Capaian penerimaan negara dari hulu migas hingga kuartal III/2019 tersebut juga lebih kecil dibandingkan dengan realisasi periode yang sama tahun lalu senilai US$11,8 miliar.
Kepala SKK Migas Dwi Soetjipto mengungkapkan menurunnya penerimaan negara hulu migas terdampak oleh kondisi harga gas dunia. Dwi menjelaskan bahwa SKK Migas lebih baik menahan produksi gas ketimbang harus menjual gas dengan harga yang berbeda jauh dari kontrak.
"Jadi, 2019 ini terus terang terpukul karena harga gas sangat rendah.

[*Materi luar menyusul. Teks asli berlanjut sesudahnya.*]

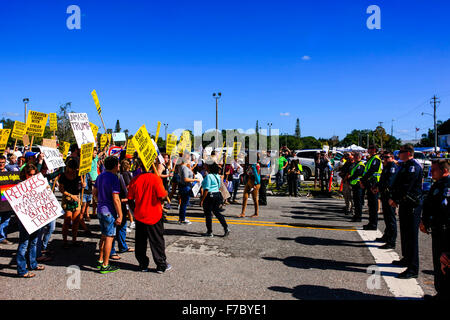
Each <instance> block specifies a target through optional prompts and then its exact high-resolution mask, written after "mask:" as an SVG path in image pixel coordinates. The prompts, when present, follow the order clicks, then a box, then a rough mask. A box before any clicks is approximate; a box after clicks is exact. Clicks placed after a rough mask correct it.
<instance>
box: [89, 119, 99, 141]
mask: <svg viewBox="0 0 450 320" xmlns="http://www.w3.org/2000/svg"><path fill="white" fill-rule="evenodd" d="M89 125H90V126H91V130H92V135H93V136H94V139H95V142H97V134H98V126H96V125H95V124H93V123H92V122H89Z"/></svg>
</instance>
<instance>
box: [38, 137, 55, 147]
mask: <svg viewBox="0 0 450 320" xmlns="http://www.w3.org/2000/svg"><path fill="white" fill-rule="evenodd" d="M42 146H43V147H48V148H53V149H56V148H57V146H58V144H57V143H56V140H52V139H45V138H43V139H42Z"/></svg>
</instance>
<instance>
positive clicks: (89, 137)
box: [68, 113, 95, 149]
mask: <svg viewBox="0 0 450 320" xmlns="http://www.w3.org/2000/svg"><path fill="white" fill-rule="evenodd" d="M68 115H69V120H70V125H71V126H72V130H73V134H74V135H75V139H76V140H77V144H78V148H80V149H81V146H82V145H83V144H87V143H94V144H95V138H94V135H93V133H92V130H91V125H90V123H89V119H88V116H87V113H68Z"/></svg>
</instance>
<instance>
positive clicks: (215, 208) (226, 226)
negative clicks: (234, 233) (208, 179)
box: [203, 192, 228, 233]
mask: <svg viewBox="0 0 450 320" xmlns="http://www.w3.org/2000/svg"><path fill="white" fill-rule="evenodd" d="M221 204H222V196H221V194H220V192H214V193H208V195H207V196H206V198H205V201H204V202H203V212H204V213H205V221H206V230H207V231H206V232H208V233H212V213H214V215H215V216H216V218H217V219H218V220H219V222H220V224H221V225H222V227H223V229H224V230H225V231H226V230H228V225H227V222H226V221H225V218H224V216H223V215H222V214H221V213H220V205H221Z"/></svg>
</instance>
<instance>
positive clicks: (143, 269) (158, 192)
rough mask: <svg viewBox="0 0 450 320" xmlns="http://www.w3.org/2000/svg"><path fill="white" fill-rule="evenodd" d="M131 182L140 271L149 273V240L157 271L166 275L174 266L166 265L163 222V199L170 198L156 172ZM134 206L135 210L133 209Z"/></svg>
mask: <svg viewBox="0 0 450 320" xmlns="http://www.w3.org/2000/svg"><path fill="white" fill-rule="evenodd" d="M141 168H142V169H143V171H142V174H140V175H139V176H137V177H136V178H134V179H133V180H131V182H130V185H129V187H128V200H134V201H130V203H129V204H130V205H131V207H132V209H133V210H134V220H135V221H136V236H135V238H136V239H135V256H136V259H137V261H138V262H139V268H140V270H141V271H144V272H146V271H149V269H148V264H149V258H148V257H147V239H148V241H149V243H150V250H151V251H152V256H153V261H155V264H156V272H158V273H164V272H165V271H167V270H170V269H171V268H172V266H171V265H170V264H168V263H167V262H166V253H165V242H164V236H163V235H164V223H163V219H162V207H161V200H163V199H164V198H165V197H167V191H166V190H165V189H164V185H163V182H162V179H161V178H160V177H159V176H157V175H156V174H154V173H149V172H145V169H144V166H142V167H141ZM133 207H134V208H133Z"/></svg>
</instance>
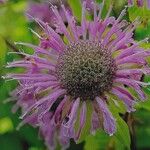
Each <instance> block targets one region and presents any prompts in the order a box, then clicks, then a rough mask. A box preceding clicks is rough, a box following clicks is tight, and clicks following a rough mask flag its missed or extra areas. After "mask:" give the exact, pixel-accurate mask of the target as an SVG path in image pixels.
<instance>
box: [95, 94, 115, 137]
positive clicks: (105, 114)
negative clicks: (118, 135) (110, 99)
mask: <svg viewBox="0 0 150 150" xmlns="http://www.w3.org/2000/svg"><path fill="white" fill-rule="evenodd" d="M96 101H97V103H98V105H99V108H100V110H101V111H102V113H103V120H104V122H103V125H104V130H105V131H106V133H108V134H109V135H110V136H111V135H113V134H114V133H115V132H116V121H115V119H114V118H113V116H112V114H111V112H110V111H109V110H108V108H107V106H106V104H105V102H104V101H103V100H102V99H101V98H99V97H96Z"/></svg>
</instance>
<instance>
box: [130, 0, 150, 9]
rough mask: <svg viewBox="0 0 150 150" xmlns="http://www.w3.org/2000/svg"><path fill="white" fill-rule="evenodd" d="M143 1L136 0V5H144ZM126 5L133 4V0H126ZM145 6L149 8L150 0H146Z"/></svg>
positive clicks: (141, 6) (141, 5) (149, 4)
mask: <svg viewBox="0 0 150 150" xmlns="http://www.w3.org/2000/svg"><path fill="white" fill-rule="evenodd" d="M144 2H145V1H144V0H136V3H137V6H138V7H143V6H144ZM128 5H129V6H133V5H134V0H128ZM146 6H147V7H148V8H150V0H147V1H146Z"/></svg>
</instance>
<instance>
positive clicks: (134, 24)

Harga gas drop, sampai di bawah US$4 per MMBTU, harga beda jauh dari kontrak dengan pembeli," tuturnya dalam paparan kinerja SKK Migas kuartal III/2019, Kamis (24/10/2019).
Deputi Keuangan dan Komersialisasi SKK Migas Arif Setiawan Handoko menyatakan ada pengurangan produksi hampir di seluruh fasilitas produksi liquefied natural gas (LNG) di Indonesia.
Pengurangan produksi gas terjadi di kilang LNG Bontang di Kalimantan, Tangguh di Papua, dan LNG Donggi-Senoro di Sulawesi. Di kilang LNG Bontang, ekspornya hanya 52,5 kargo dan LNG Tangguh hanya 67,5 kargo.
Sementara itu, untuk realisasi penyaluran kargo gas domestik hingga September 2019 di LNG Bontang naik jadi 30 kargo dan LNG Tangguh 17 kargo. "LNG ada beberapa curtail. Harga LNG di pasaran drop terus," kata Arief.
Dari sisi realisasi penggantian cadangan migas atau reserve replacement ratio (RRR) sudah mencapai 337,87% dari target, sementara pada periode yang sama 2018 realisasinya hanya 82% dari target.